On the Ninth Night
2nd of January, 1602
EARLY IN THE morning, as in every other morning of Creation, dawn creeps across the horizon, but in no other morning in all the numberless days of this earth has there come any dawn like this. Its rays are not golden or white, not the glow of a summer’s day or the sickly paleness of a winter one, but rather something alien and new.
When the sunlight comes it is dark red; crimson. It is the colour of hopelessness and hate. It casts a scarlet shadow upon the land, rendering everything hellish, painting the world in the colours of Hades.

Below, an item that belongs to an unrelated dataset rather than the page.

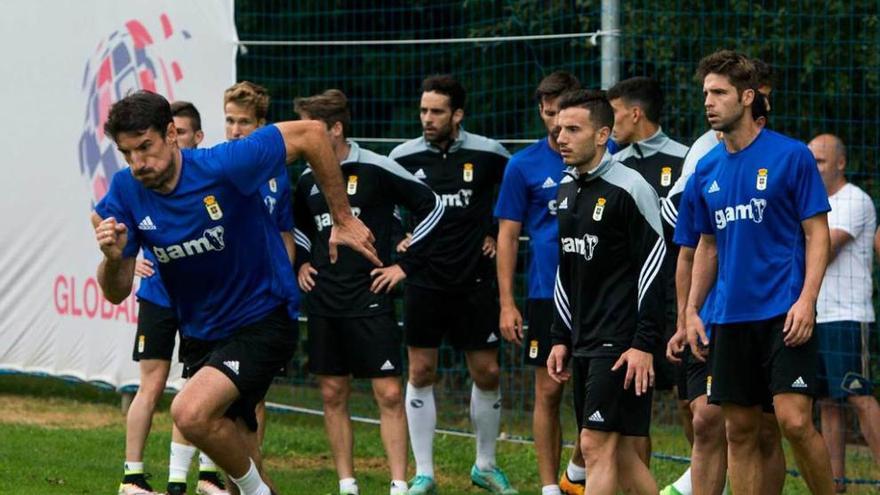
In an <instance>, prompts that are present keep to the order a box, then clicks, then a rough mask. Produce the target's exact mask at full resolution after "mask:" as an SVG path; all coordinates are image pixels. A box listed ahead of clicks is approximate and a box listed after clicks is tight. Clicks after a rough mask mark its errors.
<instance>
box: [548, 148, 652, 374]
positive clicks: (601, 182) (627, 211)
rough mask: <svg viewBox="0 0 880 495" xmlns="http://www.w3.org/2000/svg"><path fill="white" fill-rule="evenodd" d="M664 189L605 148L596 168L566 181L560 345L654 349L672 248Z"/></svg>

You wake into an eerie dream-state, the room illuminated by this strange, savage light and you rise at once, stricken by panic and by the worst of suspicions. You find the house already up, abuzz with the sounds of fear, of alarm at the arrival of this new state of being.
You call for your children and they all three come to you and somehow you find yourselves outside, looking up into the suddenly unfamiliar sky, wondering and much afeared. You hold them close to you.
“Father’s coming home,” says Hamnet, with unshakeable conviction. “He is coming home with many others. They who are like him and yet different.”
“How can you be certain of that? Hamnet? How do you know?”
“Because,” he says, the boy oddly proud, despite the nature of this emergency. “Because I saw it in a dream. Last night. My first since...”
You look at him curiously, knowing that what he says next will possess some terrible, although as yet unguessed at, significance.
He shrugs, with a child’s dreadful insouciance. “Since the day,” he says, “when I ought to have died.”